NUA

Situation: I have a 401(k) plan and take the employer stock out in kind paying income tax on the cost basis only. When the shares are sold, the difference between the cost basis and the market value at the time of distribution, the net unrealized appreciation (NUA), is taxed at long-term capital gains rates. The cost basis of the employer stock is $25 and the market value at time of distribution is $100. I know that I have the following tax implications under these scenarios:

• If I sell the stock at the time of distribution, I have a long term cap gain of $75.
• If I sell the stock within one year and the market value at the time of sale is $125, then I have a $75 long term gain and a $25 short term gain.
• If I sell the stock after one year and the market value at the time of sale is $125, then I have a $100 long term gain.

But what if the market value drops to $75 and is sold either within 1 year or after 1 year, do you ignore this and still pay a capital gain on the difference between the cost of $25 and the market at distribution of $100? Or, do you only show a gain of $50 ($75 sale price less $25 cost)? Or is there a loss?
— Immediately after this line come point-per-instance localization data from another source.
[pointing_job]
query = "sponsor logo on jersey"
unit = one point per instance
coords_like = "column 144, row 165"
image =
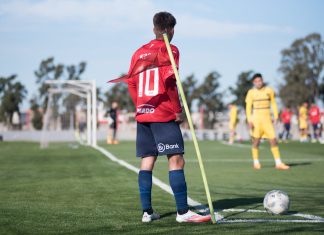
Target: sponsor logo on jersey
column 162, row 147
column 145, row 108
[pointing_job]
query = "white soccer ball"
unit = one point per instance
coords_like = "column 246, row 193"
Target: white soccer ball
column 276, row 202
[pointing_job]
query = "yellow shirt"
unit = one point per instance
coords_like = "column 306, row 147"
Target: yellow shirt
column 302, row 113
column 233, row 114
column 259, row 102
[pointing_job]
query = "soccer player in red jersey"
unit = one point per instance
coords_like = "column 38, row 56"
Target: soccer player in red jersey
column 315, row 117
column 285, row 117
column 158, row 114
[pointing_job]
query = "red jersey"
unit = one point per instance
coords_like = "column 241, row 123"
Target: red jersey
column 286, row 116
column 154, row 91
column 314, row 115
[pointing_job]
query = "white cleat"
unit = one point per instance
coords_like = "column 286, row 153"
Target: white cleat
column 218, row 217
column 149, row 218
column 192, row 217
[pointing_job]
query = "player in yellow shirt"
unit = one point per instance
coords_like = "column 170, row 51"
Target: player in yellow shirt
column 302, row 119
column 232, row 122
column 259, row 102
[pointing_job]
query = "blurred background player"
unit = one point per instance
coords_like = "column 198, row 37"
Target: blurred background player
column 302, row 120
column 259, row 100
column 285, row 117
column 158, row 114
column 232, row 122
column 113, row 123
column 314, row 115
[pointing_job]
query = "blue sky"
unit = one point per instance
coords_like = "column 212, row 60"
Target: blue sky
column 227, row 36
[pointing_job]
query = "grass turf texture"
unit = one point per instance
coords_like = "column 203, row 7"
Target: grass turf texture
column 64, row 190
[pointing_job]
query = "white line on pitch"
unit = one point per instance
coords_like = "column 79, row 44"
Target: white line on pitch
column 202, row 208
column 305, row 216
column 242, row 160
column 155, row 180
column 232, row 221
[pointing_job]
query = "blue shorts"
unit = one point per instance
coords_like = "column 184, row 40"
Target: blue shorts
column 158, row 138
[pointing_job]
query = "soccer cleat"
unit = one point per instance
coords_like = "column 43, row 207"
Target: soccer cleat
column 282, row 166
column 257, row 166
column 149, row 218
column 192, row 217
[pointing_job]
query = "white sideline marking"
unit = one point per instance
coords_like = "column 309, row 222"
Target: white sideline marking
column 203, row 208
column 232, row 221
column 247, row 160
column 305, row 216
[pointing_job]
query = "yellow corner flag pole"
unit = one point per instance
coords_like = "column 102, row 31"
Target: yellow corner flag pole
column 192, row 130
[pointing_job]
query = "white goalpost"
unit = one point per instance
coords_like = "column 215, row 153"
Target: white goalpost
column 83, row 89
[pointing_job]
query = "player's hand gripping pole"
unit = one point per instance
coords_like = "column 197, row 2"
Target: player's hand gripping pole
column 192, row 130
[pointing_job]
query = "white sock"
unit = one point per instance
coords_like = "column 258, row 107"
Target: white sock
column 278, row 161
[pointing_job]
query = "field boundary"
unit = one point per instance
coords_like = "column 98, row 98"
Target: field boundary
column 202, row 208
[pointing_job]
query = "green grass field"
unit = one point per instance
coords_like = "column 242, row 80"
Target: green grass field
column 69, row 190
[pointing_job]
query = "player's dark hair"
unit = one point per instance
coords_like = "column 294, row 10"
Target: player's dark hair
column 164, row 20
column 257, row 75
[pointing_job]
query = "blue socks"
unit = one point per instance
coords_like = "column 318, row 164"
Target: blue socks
column 177, row 183
column 179, row 188
column 145, row 187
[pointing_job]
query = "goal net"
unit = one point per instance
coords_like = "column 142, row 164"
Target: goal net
column 71, row 110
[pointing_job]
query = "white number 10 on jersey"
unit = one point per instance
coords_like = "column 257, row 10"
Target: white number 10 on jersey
column 145, row 82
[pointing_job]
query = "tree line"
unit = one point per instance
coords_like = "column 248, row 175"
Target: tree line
column 301, row 68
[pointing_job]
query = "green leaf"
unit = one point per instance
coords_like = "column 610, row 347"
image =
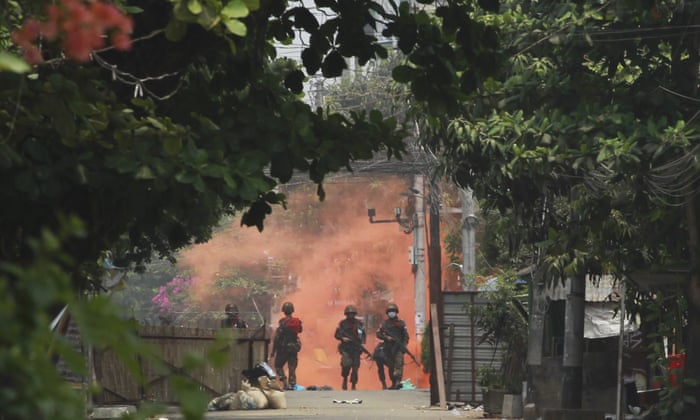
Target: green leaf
column 235, row 9
column 175, row 30
column 311, row 60
column 12, row 63
column 403, row 73
column 194, row 7
column 172, row 145
column 294, row 81
column 333, row 65
column 236, row 27
column 252, row 4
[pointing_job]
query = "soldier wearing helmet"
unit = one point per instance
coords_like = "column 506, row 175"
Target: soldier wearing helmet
column 233, row 319
column 286, row 346
column 351, row 335
column 394, row 335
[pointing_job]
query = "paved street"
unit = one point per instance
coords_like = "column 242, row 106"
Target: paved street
column 404, row 404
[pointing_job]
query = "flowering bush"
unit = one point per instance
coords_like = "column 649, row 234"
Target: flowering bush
column 79, row 28
column 172, row 298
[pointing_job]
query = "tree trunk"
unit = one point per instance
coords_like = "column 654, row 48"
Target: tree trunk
column 435, row 282
column 572, row 363
column 692, row 333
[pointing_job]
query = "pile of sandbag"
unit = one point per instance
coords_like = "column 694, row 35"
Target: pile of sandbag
column 268, row 394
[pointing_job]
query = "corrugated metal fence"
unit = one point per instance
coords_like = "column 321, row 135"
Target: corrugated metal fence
column 173, row 344
column 463, row 353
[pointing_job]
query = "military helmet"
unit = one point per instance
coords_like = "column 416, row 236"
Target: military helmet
column 287, row 307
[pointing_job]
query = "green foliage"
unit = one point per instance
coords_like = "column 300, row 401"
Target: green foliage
column 503, row 326
column 488, row 377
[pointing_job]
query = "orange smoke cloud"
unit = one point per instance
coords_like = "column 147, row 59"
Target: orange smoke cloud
column 334, row 257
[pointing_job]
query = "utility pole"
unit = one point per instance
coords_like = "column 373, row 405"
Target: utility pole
column 435, row 283
column 572, row 364
column 469, row 224
column 419, row 255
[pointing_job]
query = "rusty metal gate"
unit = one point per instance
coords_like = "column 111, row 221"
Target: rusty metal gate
column 463, row 353
column 246, row 347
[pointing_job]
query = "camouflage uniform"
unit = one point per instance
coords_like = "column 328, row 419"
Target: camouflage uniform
column 286, row 346
column 351, row 334
column 395, row 336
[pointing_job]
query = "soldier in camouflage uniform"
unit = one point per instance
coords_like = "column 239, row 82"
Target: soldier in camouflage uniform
column 286, row 346
column 351, row 334
column 394, row 334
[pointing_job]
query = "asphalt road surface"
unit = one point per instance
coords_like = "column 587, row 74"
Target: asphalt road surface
column 345, row 405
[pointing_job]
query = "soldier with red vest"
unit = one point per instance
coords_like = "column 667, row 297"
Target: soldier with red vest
column 351, row 334
column 286, row 346
column 394, row 334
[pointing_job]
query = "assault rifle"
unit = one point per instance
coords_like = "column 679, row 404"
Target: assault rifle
column 402, row 347
column 355, row 344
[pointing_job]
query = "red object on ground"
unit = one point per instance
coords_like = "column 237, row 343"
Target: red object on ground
column 676, row 366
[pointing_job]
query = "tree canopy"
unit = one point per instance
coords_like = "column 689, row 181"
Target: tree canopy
column 134, row 126
column 588, row 138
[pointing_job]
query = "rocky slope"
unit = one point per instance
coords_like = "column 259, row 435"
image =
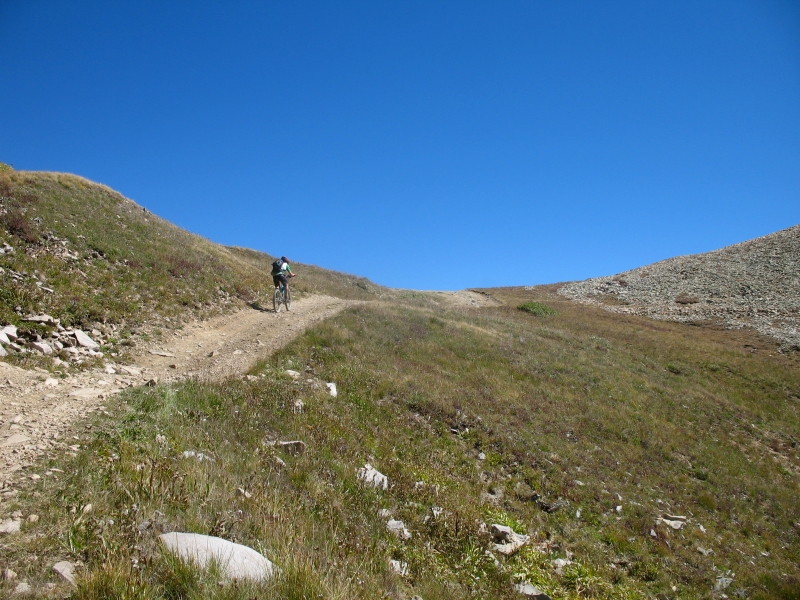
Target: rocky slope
column 754, row 283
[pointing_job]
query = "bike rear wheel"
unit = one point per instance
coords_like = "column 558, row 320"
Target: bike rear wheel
column 288, row 299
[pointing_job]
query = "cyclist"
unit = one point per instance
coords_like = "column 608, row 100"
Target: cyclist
column 281, row 271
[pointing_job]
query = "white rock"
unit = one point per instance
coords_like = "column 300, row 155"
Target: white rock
column 86, row 393
column 84, row 340
column 531, row 591
column 10, row 526
column 371, row 476
column 199, row 456
column 23, row 587
column 722, row 583
column 398, row 567
column 235, row 560
column 46, row 319
column 42, row 347
column 16, row 440
column 293, row 447
column 559, row 564
column 675, row 524
column 66, row 569
column 398, row 528
column 507, row 541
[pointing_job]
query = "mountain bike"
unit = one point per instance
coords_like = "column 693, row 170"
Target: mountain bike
column 282, row 296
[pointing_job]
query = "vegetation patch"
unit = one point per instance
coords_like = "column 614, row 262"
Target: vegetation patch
column 476, row 418
column 537, row 308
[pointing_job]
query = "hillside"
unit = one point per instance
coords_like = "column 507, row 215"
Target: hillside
column 754, row 283
column 628, row 457
column 93, row 259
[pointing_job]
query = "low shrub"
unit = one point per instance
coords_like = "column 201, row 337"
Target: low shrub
column 537, row 308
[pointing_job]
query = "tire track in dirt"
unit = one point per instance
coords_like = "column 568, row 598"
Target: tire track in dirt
column 38, row 410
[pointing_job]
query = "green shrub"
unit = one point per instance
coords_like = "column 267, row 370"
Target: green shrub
column 537, row 308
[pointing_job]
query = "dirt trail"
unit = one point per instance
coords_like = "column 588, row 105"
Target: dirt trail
column 37, row 410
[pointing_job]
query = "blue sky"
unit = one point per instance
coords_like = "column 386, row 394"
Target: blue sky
column 427, row 145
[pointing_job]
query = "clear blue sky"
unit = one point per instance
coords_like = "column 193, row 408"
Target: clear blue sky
column 412, row 142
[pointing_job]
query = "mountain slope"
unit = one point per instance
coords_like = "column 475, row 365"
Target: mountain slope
column 92, row 258
column 754, row 283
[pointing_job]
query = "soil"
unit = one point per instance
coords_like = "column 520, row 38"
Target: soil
column 38, row 409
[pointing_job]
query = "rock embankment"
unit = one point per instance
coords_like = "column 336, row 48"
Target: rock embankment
column 754, row 283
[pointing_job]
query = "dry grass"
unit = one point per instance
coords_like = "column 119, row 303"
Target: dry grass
column 667, row 417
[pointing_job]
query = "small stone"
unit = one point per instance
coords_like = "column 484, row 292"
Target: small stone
column 198, row 456
column 66, row 569
column 398, row 528
column 531, row 591
column 371, row 476
column 10, row 526
column 23, row 587
column 559, row 564
column 44, row 319
column 84, row 340
column 722, row 583
column 295, row 447
column 507, row 541
column 398, row 567
column 42, row 347
column 16, row 440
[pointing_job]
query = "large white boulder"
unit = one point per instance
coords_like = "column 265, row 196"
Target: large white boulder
column 235, row 560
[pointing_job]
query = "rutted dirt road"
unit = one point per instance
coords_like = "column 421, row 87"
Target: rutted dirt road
column 38, row 409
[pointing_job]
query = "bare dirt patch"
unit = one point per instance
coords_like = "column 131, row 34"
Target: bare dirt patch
column 38, row 409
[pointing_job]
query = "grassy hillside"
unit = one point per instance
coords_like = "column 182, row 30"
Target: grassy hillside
column 578, row 427
column 86, row 255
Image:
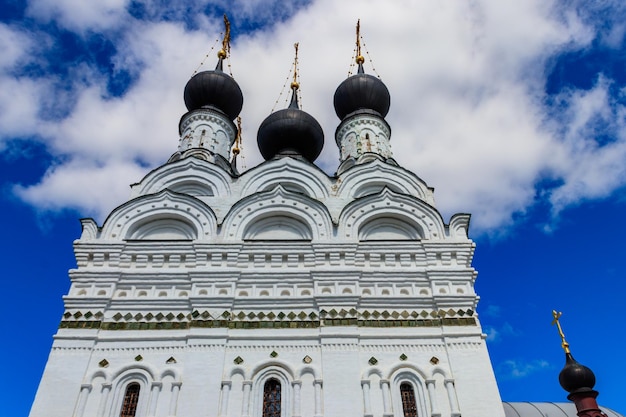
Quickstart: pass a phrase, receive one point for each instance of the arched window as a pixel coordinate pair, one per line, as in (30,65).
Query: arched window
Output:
(131,399)
(271,398)
(409,407)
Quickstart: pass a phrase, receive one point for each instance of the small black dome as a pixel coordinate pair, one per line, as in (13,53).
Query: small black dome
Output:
(290,129)
(215,89)
(574,376)
(361,91)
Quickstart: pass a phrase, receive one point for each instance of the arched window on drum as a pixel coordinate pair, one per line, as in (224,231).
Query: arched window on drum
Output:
(407,394)
(271,398)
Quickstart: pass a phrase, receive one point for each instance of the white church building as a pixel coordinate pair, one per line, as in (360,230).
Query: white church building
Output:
(277,292)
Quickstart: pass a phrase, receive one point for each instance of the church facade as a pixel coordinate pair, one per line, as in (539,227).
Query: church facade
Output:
(281,291)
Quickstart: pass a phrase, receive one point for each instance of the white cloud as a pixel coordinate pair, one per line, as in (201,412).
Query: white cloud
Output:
(496,334)
(466,80)
(516,369)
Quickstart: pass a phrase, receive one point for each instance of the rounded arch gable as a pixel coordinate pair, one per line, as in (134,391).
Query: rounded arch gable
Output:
(390,216)
(278,214)
(374,177)
(415,380)
(131,374)
(165,215)
(384,227)
(274,370)
(293,175)
(191,176)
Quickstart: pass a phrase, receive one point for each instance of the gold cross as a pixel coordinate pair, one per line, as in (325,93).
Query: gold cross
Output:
(557,316)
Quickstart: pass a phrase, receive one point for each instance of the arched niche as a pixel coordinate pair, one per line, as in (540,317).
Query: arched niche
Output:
(165,215)
(372,177)
(391,216)
(390,228)
(277,215)
(278,228)
(192,187)
(191,176)
(293,175)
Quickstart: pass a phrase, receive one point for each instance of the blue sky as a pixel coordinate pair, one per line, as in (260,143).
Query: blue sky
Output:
(513,111)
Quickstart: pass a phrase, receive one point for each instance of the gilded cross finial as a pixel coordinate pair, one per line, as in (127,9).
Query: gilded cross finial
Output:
(294,83)
(223,53)
(359,58)
(555,321)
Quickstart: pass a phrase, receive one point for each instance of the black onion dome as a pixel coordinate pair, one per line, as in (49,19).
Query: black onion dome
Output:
(361,91)
(574,376)
(216,89)
(290,129)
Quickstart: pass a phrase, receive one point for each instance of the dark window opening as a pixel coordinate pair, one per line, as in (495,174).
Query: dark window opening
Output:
(409,407)
(131,399)
(271,399)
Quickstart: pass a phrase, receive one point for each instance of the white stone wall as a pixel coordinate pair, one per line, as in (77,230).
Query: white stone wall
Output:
(205,285)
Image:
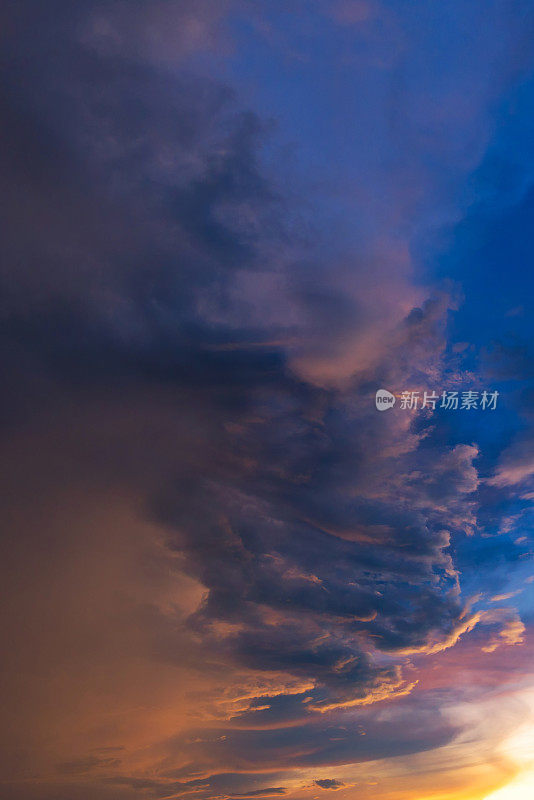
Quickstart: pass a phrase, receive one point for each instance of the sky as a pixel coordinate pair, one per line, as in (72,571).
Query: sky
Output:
(226,574)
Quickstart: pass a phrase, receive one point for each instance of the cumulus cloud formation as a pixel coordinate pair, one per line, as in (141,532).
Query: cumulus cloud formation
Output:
(220,560)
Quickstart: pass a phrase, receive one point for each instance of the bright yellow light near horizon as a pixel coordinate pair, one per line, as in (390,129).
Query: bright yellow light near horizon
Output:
(521,788)
(520,750)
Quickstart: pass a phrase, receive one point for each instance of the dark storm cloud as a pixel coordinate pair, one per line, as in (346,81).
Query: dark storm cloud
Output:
(328,783)
(139,225)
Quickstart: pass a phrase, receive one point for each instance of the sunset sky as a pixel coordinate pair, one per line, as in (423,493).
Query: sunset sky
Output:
(225,574)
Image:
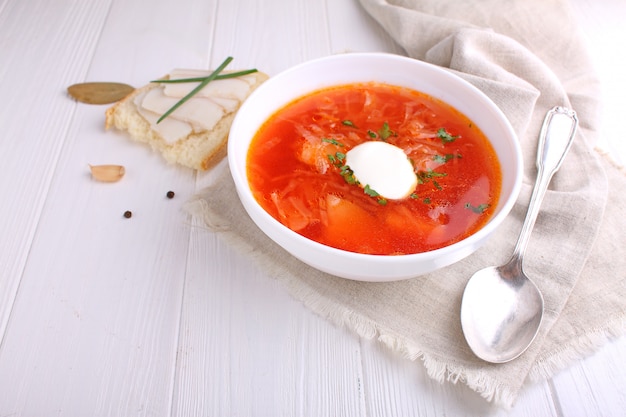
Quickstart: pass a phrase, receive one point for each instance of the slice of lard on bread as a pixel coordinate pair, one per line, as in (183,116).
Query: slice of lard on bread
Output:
(195,134)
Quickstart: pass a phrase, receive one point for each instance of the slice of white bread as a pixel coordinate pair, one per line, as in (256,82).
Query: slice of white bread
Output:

Your bullet points are all correct.

For your question, the reduction in FMV results in a reduction of the NUA per share from $75 to $50. There is no capital loss until the FMV drops below $25 at the time of sale. Obviously, the FMV will fluctuate constantly and if the value drops but is then recouped, the original NUA is restored back up to the max of $75 per share.

This discussion I presume assumes that the stocks is distributed as part of a lump sum distribtuion in order to qualify as NUA. If shares are received in a distribution that does not qualify as a lump sum distribution, only the NUA attributable to the employee’s after-tax contributions is excludable.

Thank you for your responses. Yes, the shares were part of a lump sum distribution.